Documentarian Ron Mann delivers a ballad to Greenwich Village guitar-maker Rick Kelly, who builds his custom-made instruments from repurposed wood scavenged from historic New York City buildings. With appearances by store clientele, including Charlie Sexton, Bill Frisell, and Jim Jarmusch.
Carmine Street Guitars
Ron Mann finds perfect metaphors for North America's culture wars. His subjects have ranged from jazz to comics to pot, witheach standing in for an issue stretching far beyond its specific milieu. In Carmine Street Guitars, written by longtime associate Len Blum, Mann finds the ideal emblem for the fight against gentrification.
Rick Kelly has been making custom guitars at his Greenwich Village shop for decades.
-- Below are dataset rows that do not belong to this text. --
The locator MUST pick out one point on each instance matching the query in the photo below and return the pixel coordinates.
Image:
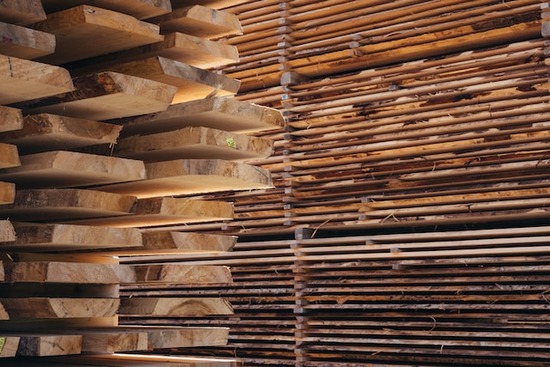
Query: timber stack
(412, 182)
(111, 120)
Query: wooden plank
(228, 114)
(64, 204)
(192, 241)
(25, 43)
(25, 80)
(192, 83)
(193, 143)
(60, 272)
(49, 345)
(200, 21)
(194, 176)
(45, 132)
(174, 307)
(111, 31)
(165, 211)
(174, 273)
(21, 12)
(59, 308)
(66, 237)
(108, 95)
(61, 169)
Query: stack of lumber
(79, 190)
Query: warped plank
(45, 132)
(24, 80)
(21, 12)
(63, 204)
(193, 143)
(192, 83)
(228, 114)
(25, 43)
(108, 95)
(193, 176)
(61, 169)
(110, 31)
(200, 21)
(166, 210)
(67, 237)
(174, 307)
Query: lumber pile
(85, 203)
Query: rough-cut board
(59, 308)
(165, 211)
(60, 272)
(21, 12)
(200, 21)
(25, 43)
(140, 9)
(174, 307)
(192, 83)
(67, 237)
(24, 80)
(194, 142)
(44, 132)
(110, 31)
(192, 241)
(173, 273)
(194, 51)
(60, 169)
(49, 345)
(108, 95)
(228, 114)
(194, 176)
(63, 204)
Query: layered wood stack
(416, 156)
(110, 118)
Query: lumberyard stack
(410, 216)
(111, 118)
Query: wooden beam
(108, 95)
(21, 12)
(45, 132)
(25, 43)
(24, 80)
(60, 169)
(65, 204)
(111, 31)
(194, 176)
(160, 211)
(228, 114)
(193, 143)
(66, 237)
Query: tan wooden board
(65, 204)
(108, 95)
(61, 169)
(161, 211)
(192, 83)
(45, 132)
(55, 237)
(193, 143)
(194, 176)
(174, 307)
(21, 12)
(24, 80)
(200, 21)
(25, 43)
(59, 308)
(191, 241)
(60, 272)
(110, 31)
(49, 345)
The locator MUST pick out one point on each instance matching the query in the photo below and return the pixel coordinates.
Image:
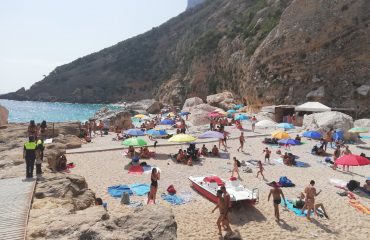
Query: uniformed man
(29, 154)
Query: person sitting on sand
(204, 151)
(261, 169)
(267, 154)
(215, 152)
(276, 192)
(222, 219)
(235, 172)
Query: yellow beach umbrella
(280, 135)
(182, 138)
(139, 116)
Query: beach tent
(312, 107)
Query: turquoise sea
(24, 111)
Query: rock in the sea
(191, 102)
(148, 222)
(326, 120)
(4, 113)
(365, 123)
(224, 100)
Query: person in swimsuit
(276, 192)
(267, 154)
(222, 219)
(155, 176)
(310, 192)
(242, 141)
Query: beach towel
(301, 164)
(286, 182)
(290, 207)
(117, 190)
(224, 155)
(139, 189)
(136, 169)
(173, 199)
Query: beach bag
(171, 190)
(285, 182)
(125, 199)
(352, 185)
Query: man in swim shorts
(276, 192)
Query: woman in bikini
(154, 185)
(222, 219)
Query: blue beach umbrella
(312, 134)
(241, 117)
(285, 125)
(154, 132)
(288, 141)
(167, 122)
(134, 132)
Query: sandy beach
(195, 220)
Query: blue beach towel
(116, 191)
(291, 208)
(140, 189)
(173, 199)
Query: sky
(38, 35)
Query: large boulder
(362, 123)
(199, 114)
(224, 100)
(327, 120)
(4, 113)
(148, 222)
(191, 102)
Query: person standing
(29, 154)
(241, 141)
(276, 192)
(39, 156)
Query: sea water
(24, 111)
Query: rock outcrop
(149, 222)
(264, 52)
(327, 120)
(4, 113)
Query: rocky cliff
(265, 51)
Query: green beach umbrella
(358, 130)
(136, 142)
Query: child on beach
(276, 192)
(222, 219)
(267, 154)
(261, 169)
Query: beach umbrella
(167, 122)
(154, 132)
(241, 117)
(312, 134)
(280, 135)
(288, 141)
(231, 111)
(182, 138)
(352, 160)
(211, 134)
(136, 142)
(285, 125)
(266, 123)
(358, 130)
(134, 132)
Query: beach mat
(136, 169)
(139, 189)
(173, 199)
(117, 190)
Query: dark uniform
(30, 156)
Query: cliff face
(265, 51)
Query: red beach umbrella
(352, 160)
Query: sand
(195, 220)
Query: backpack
(125, 198)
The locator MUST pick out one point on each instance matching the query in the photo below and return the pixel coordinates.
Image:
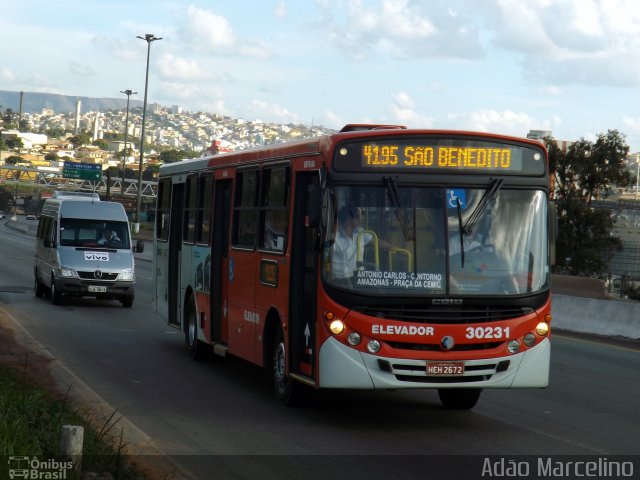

But not just any guitars: Kelly uses preserved and repurposed wood scavenged from historic New York buildings. And his dream of making a guitar from the floorboards of McSorley's, the oldest continuously operating bar on the island, might be coming true.
Carmine Street Guitars' list of customers is legendary and many — Patti Smith Group co-founder Lenny Kaye, Eleanor Friedberger, Charlie Sexton, director and part-time guitarist Jim Jarmusch — show up to perform, talk gear, and tell stories about everyone from Jimi Hendrix to Bob Dylan. The legendary Bill Frisell recalls starting his career in Colorado with a group inspired by the surf band craze, offering as a tribute an insanely soulful, jazzy instrumental version of the Beach Boys chestnut "Surfer Girl."
Kelly offers his own prudent observations, like how using more than three chords is just showing off. The shop's excessive testosterone is offset by Kelly's apprentice, Cindy Hulej, who does amazing woodwork on her own creations, embellishing them with images of everything from the Traveling Wilburys to Betty Page.
It's a beautiful and uniquely emotional piece about fighting the cash nexus and trying to preserve history in the most immediate manner. And it's about guitars!